For defense attorneys having to scale that high a mountain of evidence, it’s not an uncommon blame-the-victim approach. They just don’t call it that, though Clark is usually quick to do so in objections or in her arguments to the jury. As for Karley’s rather sharply detailed descriptions of the rapes she endured (she never uses the word, and melted in abashment at the mere necessity of saying the word “butt” or “thing,” when she was referring to Sharp’s penis), she had also sounded unsure in reply to several questions from either O’Neill or Clark, to the point that Clark had to replay segments of Karley’s Child Protection Team interview to refresh her memory. That’ll give O’Neill the room for doubt he is seeking from the jury, though it’s very small room.
The defense cannot easily overcome the effect of the children’s testimony. Karley is a tiny person who walked into the courtroom holding the plush white dog a victim’s advocate had given her. She wore glasses, she smiled, she took the stand confidently enough, but little by little tried to make herself even smaller than she is (she is only 11), covered her face with the dog, and at one point literally disappeared beneath the stand. Whether she’d dropped the dog or was just hiding for a moment was impossible to tell, and irrelevant: she was doing everything she could to disappear. But little by little, she also answered the attorneys’ questions.
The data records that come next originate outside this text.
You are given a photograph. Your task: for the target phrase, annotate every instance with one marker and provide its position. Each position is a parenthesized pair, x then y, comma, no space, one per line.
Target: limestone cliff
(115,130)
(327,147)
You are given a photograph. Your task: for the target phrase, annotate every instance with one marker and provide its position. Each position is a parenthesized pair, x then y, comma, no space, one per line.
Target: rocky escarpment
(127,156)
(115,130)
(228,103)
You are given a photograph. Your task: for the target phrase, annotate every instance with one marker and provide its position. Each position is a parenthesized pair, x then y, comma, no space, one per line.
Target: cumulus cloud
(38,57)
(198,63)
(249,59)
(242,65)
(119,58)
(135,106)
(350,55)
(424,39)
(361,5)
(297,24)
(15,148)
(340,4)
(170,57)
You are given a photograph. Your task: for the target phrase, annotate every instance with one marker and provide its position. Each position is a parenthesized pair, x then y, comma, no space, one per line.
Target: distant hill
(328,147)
She described the where and the how of Sharp’s assaults, and she described with incomprehension what would happen as Sharp would rape her orally. He would give her extra time on the Xbox or TV time in exchange.
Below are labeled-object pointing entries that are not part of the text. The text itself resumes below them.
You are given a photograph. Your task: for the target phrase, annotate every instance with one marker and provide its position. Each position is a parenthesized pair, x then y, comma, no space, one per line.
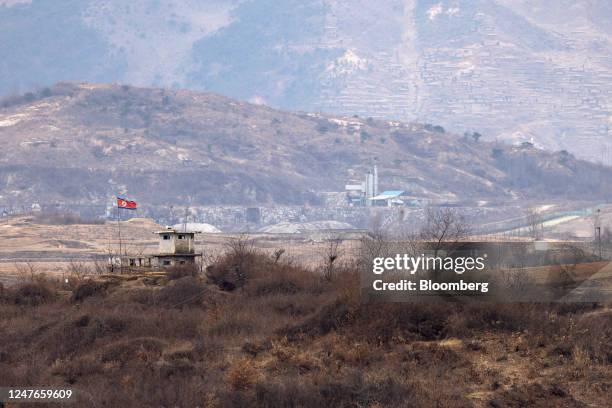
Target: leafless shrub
(535,223)
(443,226)
(332,253)
(26,271)
(277,254)
(77,270)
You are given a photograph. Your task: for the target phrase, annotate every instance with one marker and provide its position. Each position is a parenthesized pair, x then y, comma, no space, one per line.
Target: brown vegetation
(257,331)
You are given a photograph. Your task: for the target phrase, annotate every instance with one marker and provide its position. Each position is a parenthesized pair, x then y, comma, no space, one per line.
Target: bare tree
(26,271)
(332,253)
(443,226)
(535,224)
(277,254)
(77,270)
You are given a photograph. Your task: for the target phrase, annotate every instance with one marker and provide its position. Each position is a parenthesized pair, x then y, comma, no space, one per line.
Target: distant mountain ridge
(84,143)
(517,70)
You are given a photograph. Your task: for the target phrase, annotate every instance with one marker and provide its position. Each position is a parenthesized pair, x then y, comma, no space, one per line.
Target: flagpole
(119,230)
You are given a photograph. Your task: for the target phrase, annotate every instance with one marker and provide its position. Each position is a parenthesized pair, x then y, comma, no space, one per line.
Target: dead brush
(242,375)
She also testified to this odd detail: Sharp would time the encounters, until his moment of satisfaction, which he seemed never to deny himself.
Drake, now 13, was a lanky boy who seemed to have recently had a growth spurt. He appeared in white shirt and tie, and made it very clear that he did not want to be there, at one point telling O’Neill: “Let’s get this over with, and go home.” He had to ask for a break when the prosecutor’s questions got detailed as to how Sharp was directing him against his sister, where Sharp stood in the room, whether the abuse stopped when Sharp left (it did).
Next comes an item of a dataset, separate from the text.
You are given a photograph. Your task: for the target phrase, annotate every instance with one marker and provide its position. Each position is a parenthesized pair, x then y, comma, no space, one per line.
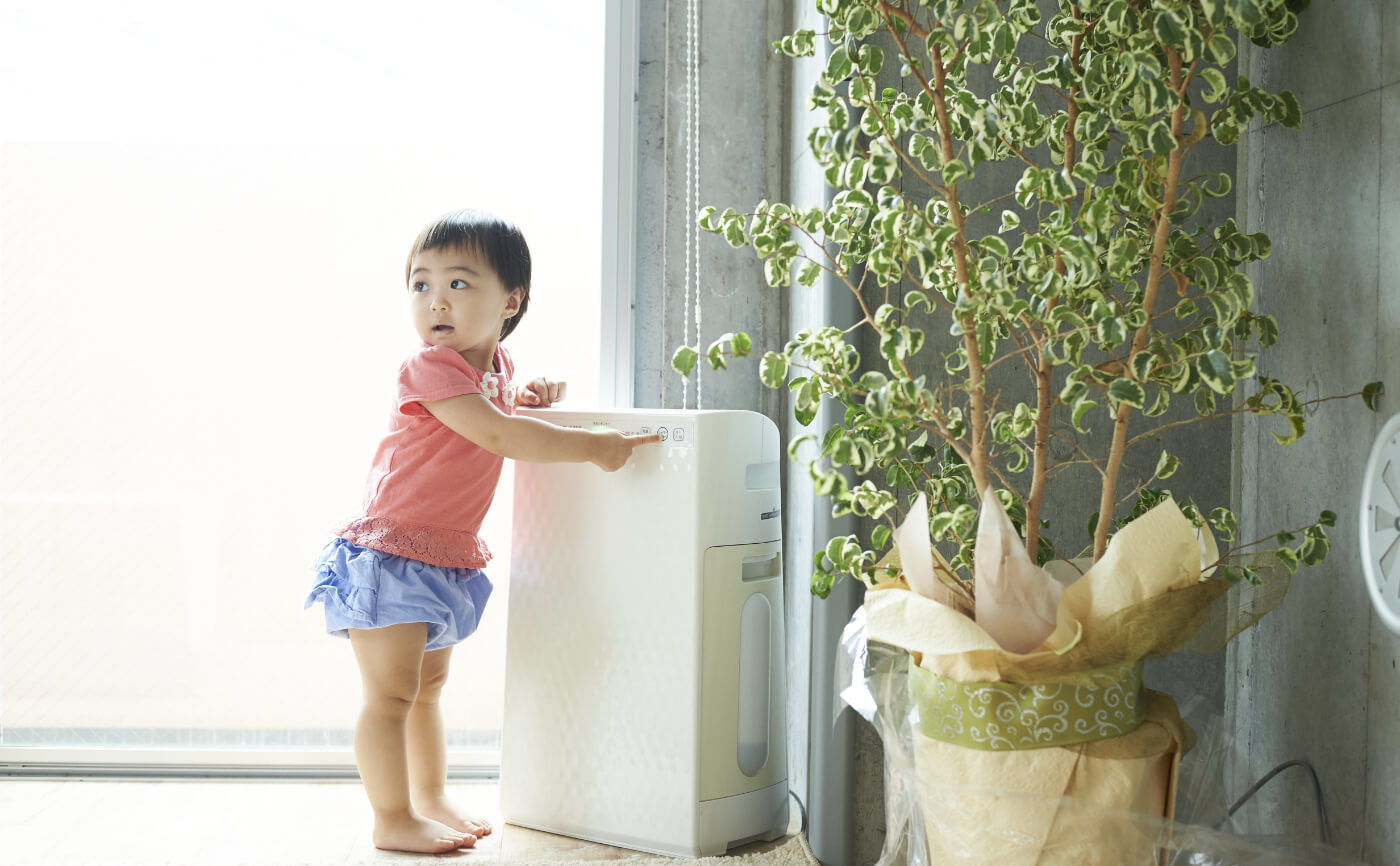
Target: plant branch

But O’Neill also elicited exactly the sort of testimony he was seeking from Karley: “Did Drake touch you before Andrew touched you?” he asked her.
“Yeah,” she replied.
But Drake isn’t on trial, and the timing of Drake’s alleged acts doesn’t change Sharp’s confessions or Karley’s testimony
The prosecution had offered Sharp, who is expected to testify, 40 years in prison before the trial. He declined. The trial is expected to continue through much of the week.